Tim Murphy: If you look sequentially last year, our second quarter margins were a lot higher than our first last year. And so we’ll see improvement, but I wouldn’t expect 800 basis points off of what we did last year for the remainder of the year just to be set that expectation.
Daniel Moore : Yes. That makes sense. Last for me, just going back to M&A, it sounds like near-term resi is more likely. And it sounds like the dialogues are picking back up. Is that simply a function of availability or strategic as well as you look to build out some of your geographic penetration.
Bill Bosway : Well, I mean, I think I would characterize it mainly as strategic, number one. Again, I think there’s going to be an organic and inorganic play as we expand into the markets I mentioned earlier.
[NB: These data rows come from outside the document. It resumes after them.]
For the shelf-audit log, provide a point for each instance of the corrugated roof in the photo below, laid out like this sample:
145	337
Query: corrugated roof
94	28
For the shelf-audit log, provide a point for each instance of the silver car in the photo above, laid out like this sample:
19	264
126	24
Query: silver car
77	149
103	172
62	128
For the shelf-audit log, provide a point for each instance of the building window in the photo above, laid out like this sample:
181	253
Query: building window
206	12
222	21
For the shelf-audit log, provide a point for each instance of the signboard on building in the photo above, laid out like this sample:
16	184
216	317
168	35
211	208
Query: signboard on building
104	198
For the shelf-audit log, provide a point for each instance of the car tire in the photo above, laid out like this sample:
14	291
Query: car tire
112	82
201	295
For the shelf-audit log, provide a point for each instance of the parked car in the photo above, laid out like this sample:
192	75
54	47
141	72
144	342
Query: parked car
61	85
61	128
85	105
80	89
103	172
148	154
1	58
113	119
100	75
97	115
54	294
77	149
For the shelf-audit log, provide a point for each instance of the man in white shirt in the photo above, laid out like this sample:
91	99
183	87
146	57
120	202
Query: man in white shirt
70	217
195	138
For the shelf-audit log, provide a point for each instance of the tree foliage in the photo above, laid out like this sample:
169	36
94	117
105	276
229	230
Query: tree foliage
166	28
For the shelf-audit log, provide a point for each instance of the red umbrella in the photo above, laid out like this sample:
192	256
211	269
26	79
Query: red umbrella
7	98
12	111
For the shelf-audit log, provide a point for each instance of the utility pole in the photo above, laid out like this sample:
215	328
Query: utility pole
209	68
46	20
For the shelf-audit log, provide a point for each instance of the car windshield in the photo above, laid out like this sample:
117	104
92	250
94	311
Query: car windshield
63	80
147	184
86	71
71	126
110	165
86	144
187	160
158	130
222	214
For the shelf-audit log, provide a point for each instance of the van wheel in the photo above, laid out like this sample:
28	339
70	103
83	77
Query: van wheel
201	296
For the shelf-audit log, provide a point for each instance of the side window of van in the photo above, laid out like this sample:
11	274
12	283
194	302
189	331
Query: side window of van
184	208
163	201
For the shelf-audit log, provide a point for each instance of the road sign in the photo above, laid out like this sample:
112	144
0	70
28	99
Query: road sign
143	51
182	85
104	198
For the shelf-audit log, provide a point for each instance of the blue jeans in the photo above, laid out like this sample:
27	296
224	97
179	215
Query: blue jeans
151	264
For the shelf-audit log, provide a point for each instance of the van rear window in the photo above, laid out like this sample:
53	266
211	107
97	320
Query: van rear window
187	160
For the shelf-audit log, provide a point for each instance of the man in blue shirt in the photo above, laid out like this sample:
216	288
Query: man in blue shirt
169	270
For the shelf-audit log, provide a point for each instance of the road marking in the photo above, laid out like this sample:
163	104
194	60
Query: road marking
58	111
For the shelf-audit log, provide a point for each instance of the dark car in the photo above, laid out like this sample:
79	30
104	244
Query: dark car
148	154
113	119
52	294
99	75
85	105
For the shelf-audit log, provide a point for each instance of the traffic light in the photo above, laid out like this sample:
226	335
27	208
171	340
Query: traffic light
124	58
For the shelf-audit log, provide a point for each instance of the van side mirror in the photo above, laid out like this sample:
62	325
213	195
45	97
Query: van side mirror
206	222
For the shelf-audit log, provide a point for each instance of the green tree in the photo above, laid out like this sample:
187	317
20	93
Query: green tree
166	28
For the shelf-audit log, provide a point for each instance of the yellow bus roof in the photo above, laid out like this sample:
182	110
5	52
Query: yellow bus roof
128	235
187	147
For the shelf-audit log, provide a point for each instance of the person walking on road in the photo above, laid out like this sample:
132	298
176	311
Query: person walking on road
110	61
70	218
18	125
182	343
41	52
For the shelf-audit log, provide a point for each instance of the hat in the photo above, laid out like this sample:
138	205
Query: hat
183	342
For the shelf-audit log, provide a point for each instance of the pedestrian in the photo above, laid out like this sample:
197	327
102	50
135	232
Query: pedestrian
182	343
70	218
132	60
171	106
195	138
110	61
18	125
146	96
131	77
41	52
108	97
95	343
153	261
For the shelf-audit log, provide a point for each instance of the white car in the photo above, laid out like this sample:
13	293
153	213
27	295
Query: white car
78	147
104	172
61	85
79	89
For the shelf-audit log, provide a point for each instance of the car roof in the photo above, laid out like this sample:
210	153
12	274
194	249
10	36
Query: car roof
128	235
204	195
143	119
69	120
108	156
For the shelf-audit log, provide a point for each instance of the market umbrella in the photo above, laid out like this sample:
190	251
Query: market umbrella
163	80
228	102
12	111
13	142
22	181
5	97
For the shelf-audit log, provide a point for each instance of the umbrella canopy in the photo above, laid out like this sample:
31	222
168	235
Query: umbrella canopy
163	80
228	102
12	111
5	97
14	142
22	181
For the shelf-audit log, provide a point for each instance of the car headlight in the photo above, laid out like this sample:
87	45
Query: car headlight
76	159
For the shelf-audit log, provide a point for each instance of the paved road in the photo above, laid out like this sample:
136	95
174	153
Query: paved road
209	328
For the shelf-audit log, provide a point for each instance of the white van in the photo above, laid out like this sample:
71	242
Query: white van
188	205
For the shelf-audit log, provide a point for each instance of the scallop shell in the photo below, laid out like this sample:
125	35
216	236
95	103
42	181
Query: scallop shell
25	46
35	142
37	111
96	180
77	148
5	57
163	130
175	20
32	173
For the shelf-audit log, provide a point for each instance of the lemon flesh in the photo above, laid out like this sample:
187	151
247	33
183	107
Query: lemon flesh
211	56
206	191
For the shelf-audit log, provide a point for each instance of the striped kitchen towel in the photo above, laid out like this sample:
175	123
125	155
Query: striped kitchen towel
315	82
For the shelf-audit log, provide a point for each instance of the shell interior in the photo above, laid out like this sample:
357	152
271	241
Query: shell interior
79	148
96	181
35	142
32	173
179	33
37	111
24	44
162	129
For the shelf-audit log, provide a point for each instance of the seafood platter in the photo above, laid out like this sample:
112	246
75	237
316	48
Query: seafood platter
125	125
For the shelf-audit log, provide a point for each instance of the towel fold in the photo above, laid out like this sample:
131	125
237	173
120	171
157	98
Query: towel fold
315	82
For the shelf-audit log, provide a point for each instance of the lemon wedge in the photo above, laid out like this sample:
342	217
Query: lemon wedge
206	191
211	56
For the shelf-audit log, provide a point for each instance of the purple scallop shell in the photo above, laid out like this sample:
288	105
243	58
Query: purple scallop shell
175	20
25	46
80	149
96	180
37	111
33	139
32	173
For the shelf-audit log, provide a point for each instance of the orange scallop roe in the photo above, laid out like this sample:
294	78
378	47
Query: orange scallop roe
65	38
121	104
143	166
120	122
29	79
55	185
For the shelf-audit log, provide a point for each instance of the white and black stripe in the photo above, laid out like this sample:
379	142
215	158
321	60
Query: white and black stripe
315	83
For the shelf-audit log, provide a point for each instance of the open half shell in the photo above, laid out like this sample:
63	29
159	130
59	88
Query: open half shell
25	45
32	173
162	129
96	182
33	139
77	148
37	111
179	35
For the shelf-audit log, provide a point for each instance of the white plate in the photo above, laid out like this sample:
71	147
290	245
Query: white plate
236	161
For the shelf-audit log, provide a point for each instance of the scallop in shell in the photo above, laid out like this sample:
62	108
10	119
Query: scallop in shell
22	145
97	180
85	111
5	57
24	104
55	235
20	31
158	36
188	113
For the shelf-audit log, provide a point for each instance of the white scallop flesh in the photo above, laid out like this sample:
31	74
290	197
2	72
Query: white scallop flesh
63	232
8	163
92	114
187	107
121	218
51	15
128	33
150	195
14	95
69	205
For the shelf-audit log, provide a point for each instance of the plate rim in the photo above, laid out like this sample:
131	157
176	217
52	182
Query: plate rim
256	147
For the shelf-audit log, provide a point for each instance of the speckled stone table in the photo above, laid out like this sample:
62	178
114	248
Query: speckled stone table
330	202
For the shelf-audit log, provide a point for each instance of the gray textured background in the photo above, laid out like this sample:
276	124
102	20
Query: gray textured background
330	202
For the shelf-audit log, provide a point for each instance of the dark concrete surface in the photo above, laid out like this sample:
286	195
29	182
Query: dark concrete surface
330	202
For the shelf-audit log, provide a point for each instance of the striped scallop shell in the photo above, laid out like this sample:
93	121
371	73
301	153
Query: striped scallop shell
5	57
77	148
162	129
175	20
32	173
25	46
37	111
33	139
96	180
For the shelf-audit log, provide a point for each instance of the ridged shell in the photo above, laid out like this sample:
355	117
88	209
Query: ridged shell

And then there’s some other opportunities that we are finding pretty interesting as well that we’ve been engaged with and been engaged with for some time. And I think I mentioned in previous calls, where we’re in processes that stopped that have — that look to be restarting. So we will — hopefully, we’ll see those things happen as we expect, and as they do, we’ll participate and we’ll see which those that make most sense for us when we get gross baseline. But there’s definitely more activity now than more potential now than there was the last 12, 18, 24 months.
And it’s mainly residential. And I’d say that, Dan, probably as much of a function of what Agtech and renewables as an industry are going through, right? It’s not a robust M&A environment necessarily in renewables just because there’s a lot of moving parts, and I think sellers and buyers are kind of holding patterns tile work through some of these things as we’ve all discussed in the last couple of years. And valuations have changed dramatically in the last two or three years. So there’s a lot of nuances there that I think, in the renewal space. And I think Agtech’s some similar things going on yet a little bit different. So, we’ve said, and we said a couple of years ago, we’ve got to get those two businesses running, get them generating the type of performance that we expect.
And then we’ll focus on additional opportunities maybe to bolt on or build them out. But we got our first responsibilities making sure they get up and running. And that’s really 90% of Gibraltar right there, right? So that’s the way we continue to look at it.
Daniel Moore : All right. Thank you again.
Bill Bosway : All righty.
Operator: Thank you. And we have reached the end of the question-and-answer session. I’ll now turn the call back over to Bill Bosway for closing remarks.
Bill Bosway : Great. Again, thank you, everyone, for joining us today. Coming up, we do plan to present at the Seaport Third Annual Growth Discovery Conference and the CJS Summer conference. So thanks again for your ongoing support of Gibraltar, and I hope you guys have a great day and good rest of the week. Thank you.
Operator: And this concludes today’s conference, and you may disconnect your lines at this time. Thank you for your participation.